South Africa was a British "settler colony" like America, Canada, Australia and New Zealand. Yet while those colonies attracted vast amounts of British settlers who were able to out-populated the Natives, the British South African population never surpassed the Native African or even Dutch Boer population. Very few other European immigrants arrived in the colony either, even after gold and diamonds were discovered. Given that Colonial South Africa was similar to Australia (climate, gold rush) and Canada (seperate white population), why did it attract so few migrants?
Whilst more can be said in-depth regarding the nuances of the Cape Colony as a "settler colony" and its differences to the others, these extracts from a previous response of mine should be of some interest:
From a question about the general factors influencing settler migration to various colonies:
General Factors (The Bigger Picture)
Why exactly did to-be settlers leave the Home Isles? The answer might perhaps be found in several key factors. The first may be found in the conditions of the Isles themselves, namely the extreme instability which affected much of the British Isles for the seventeenth century. Constant civil strife, rebellion, repression, and civil war meant that migration was a means of escaping the carnage and seeking sanctuary beyond the shores of the Home Isles. Yet for a grand majority of the settlers, there was another motivator: economic opportunity. The poor harvests and economic depression back home propelled many single men (and in some cases, entire families or communities) to seek greater profit elsewhere. This was particularly the case with the plantations of the Caribbean, where many Englishmen came to seek a quick fortune working in the sugar, tobacco, or gold trades. Subsequently, this idea of a link between conditions in Britain and migration is strengthened by the fact that fewer settlers departed from 1700-1760, when the influx of African slave labour to the Americas and the stabilisation of affairs back home meant that the "white settler" had little need to seek economic security beyond the British Isles. We can see this pattern emerging again after 1760, when economic downturns back down and the publicity brought to America as a result of the Seven Years War prompted a new wave of migrants. Between 1760 and 1775 (when the start of the American revolution put a sudden halt on immigrant traffic), an estimated 125,000 people from the British Isles (mostly Scots and Protestant Irish) crossed the Atlantic.
Yet the economic conditions alone cannot fully explain the motive to migrate. Ideology also played a role here, in two distinct shapes. The first of these was the "elitist" ideology of free trade, which rose in popularity amongst the economists and manufacturers of 19th century Britain. Under this idea of "progress", the goal of economic improvement was second to none, and any social costs was seen as a necessary evil in pursuit of that goal. It was a fairly commonly-held belief among English economists of the day that the only way to solve Ireland's poverty at the time was by mass-migration, though preferably not to England. Alongside this ideology of the landed elite and the gentry, there was the popular ideology of property rights and a sort of "economic respect" which John Darwin outlines further:
"Notions of a 'just' wage, and of the respect owed to skilled work fuelled bitter resentment against 'industrial' employment and 'factory discipline'. More rooted still was the idealization of property, of the right to cultivate a plot of land if not as a main income then as an insurance against old age and misfortune...If migrants were pushed out by economic hardship or worse, they were also pulled out by the lure of free or cheap land, the huge social magnet that was dangled before them by rival destinations in America and Australasia."
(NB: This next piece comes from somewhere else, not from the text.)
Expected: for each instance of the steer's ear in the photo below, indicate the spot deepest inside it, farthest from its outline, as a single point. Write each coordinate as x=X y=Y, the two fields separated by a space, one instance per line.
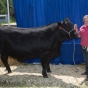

This was developed further by the contemporary radical free trader Richard Cobden, who believed that settler-commerce would bring with it great influence from the Home Isles to the native populaces of a region, declaring in 1836 that:
"Not a bale of merchandise leaves our shores, but it bears the seeds of intelligence and fruitful thought to the members of some less enlightened community...[O]ur steamboats and our miraculous railways are the advertisements and vouchers of our enlightened institutions."
As such, it was this economic-ideological mix which often dictated how heavily (or indeed, how lightly) a territory would be inhabited by European settlers. Australia for example, despite its harsh environment and vast distance from Britain, was declared terra nullius (nobody's land) by the British who first landed on its shores. As a result, the rights of the Aboriginal populations to the land were often ignored by the settlers, and the British government continually faced legal problems when dealing with "native" resistance. The sheep farmers, convicts, and settlers of Australia had an entire landmass worth of land to (attempt to) profit from, and attempt it they did. John Darwin on this drive to push the settling of to-be colonies further:
"Claiming the land, exploiting the soil, remaking the landscape, putting down roots, excluding all rivals were all stressful endeavours: scruples were costly and doubts might be fatal. The hard racist edge of settler society was the product of fear and anxiety as well as of arrogance. It reflected the pressure, all but relentless, to move restlessly forward in case stagnation set in and the experiment failed. 'Populate or perish' became a political cry in one settler society. As a populist motto, it fitted them all."
Thus then, this economic consideration was key in the trends of migration and settlement in various parts of the empire, but do not be swayed into thinking that it took precedence over every other consideration out there. Whilst the "lure" of economic opportunity often formed the motivation for settlement en masse in the expansion of the British Empire, it cannot serve as the sole reason in areas where settlement was not quite as rapid or indeed, successful.